At specifically chosen sites, increased differential compression can be induced by the use of bevelled sponge rubber pads, thus reducing the danger of over compressing the entire limb and interfering with the arterial perfusion. Where the muscle bulk in the limb is maximal, compression should be reduced to the minimum optimal. Rubber pads are incorporated into the bandages at the sites where extra localized compression is required, that is over the injection sites. Rubber pads are of particular help in the angular limb and at the back of the knee where rolling of the bandage is common and may cause chaffing. An unusually prominent malleolus or head of the fifth metatarsal should have a bevelled rubber ellipse placed around or behind it. On the thigh a bevelled rubber pad should be bandaged into position over the course of the long saphenous vein to prevent traumatising the vein by the sharp edge of the bandage.

Bandaging should be continued until the limb gives the impression to the bandager, of uniform tension throughout. The bandager should no longer be able to discern between fat, bone, muscle, thrombosed and unthrombosed veins, and fascial orifices which, prior to bandaging, were easily differentiated when the limb was elevated in the recumbent patient.

Ascending thrombophlebitis can occur in the uncompressed portion of the leg in cases where the bandage rolls down and traumatises the vein. This can be prevented by anchoring the upper turns of the bandage with adhesive tape; by gradual transition of compressed to uncompressed vein by the rubber pad; and by preventing the bandage from rolling down at night by wearing an elastic or nylon stocking which extends above the level of the bandage.

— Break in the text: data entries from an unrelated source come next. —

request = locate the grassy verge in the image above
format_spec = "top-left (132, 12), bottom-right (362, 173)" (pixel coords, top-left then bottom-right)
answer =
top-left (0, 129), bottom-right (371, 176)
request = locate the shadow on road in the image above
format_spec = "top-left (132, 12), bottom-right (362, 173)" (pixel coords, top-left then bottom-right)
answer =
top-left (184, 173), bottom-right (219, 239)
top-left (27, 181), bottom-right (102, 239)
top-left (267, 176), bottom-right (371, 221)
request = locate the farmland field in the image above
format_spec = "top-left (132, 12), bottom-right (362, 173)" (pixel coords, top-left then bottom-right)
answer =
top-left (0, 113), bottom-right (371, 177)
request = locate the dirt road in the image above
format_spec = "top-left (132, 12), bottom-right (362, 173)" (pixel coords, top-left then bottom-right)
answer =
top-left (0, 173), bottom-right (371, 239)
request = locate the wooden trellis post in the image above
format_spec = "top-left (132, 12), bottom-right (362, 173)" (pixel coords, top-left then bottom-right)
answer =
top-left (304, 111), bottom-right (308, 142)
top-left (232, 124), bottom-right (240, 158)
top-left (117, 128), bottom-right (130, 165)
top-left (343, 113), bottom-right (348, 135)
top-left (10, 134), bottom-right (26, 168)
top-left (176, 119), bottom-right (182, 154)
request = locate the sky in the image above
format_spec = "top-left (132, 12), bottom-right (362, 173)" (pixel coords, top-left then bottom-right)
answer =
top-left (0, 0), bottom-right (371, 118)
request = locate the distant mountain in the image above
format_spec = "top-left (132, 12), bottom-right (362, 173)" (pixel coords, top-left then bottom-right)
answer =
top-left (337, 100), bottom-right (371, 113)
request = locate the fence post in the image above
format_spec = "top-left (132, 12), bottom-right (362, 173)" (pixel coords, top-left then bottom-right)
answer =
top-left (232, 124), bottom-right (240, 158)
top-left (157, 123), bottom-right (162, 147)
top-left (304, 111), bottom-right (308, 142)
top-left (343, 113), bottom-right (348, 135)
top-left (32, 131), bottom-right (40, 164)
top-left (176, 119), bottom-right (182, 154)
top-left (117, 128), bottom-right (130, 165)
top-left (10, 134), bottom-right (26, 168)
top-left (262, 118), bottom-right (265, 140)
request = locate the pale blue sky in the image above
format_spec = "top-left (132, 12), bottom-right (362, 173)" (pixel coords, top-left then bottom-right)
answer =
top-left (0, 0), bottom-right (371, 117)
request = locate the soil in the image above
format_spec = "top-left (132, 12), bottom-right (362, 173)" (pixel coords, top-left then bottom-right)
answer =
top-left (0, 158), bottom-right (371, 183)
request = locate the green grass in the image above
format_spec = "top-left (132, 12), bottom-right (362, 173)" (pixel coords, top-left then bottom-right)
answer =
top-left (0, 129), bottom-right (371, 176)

When the patient is examined at the next visit after 2-3 weeks, the bandage should be as perfect as the day it was first applied. In those patients where there is considerable oedema at the time of treatment, periodic rebandaging is essential, and here the application of the heavy elastic bandage, as distinct from the cotton crepe bandage is helpful. It must be removed before going to bed at night and reapplied in the morning, otherwise the patient may suffer cramps. It is important to stress that the elastic bandage is extremely dangerous as each turn is cumulative and that it should not be applied with three turns in the one place, but in a trellis fashion. The elastic bandage should not be applied where there is the least suggestion of arterial inadequacy. The design of application should allow for freedom of walking.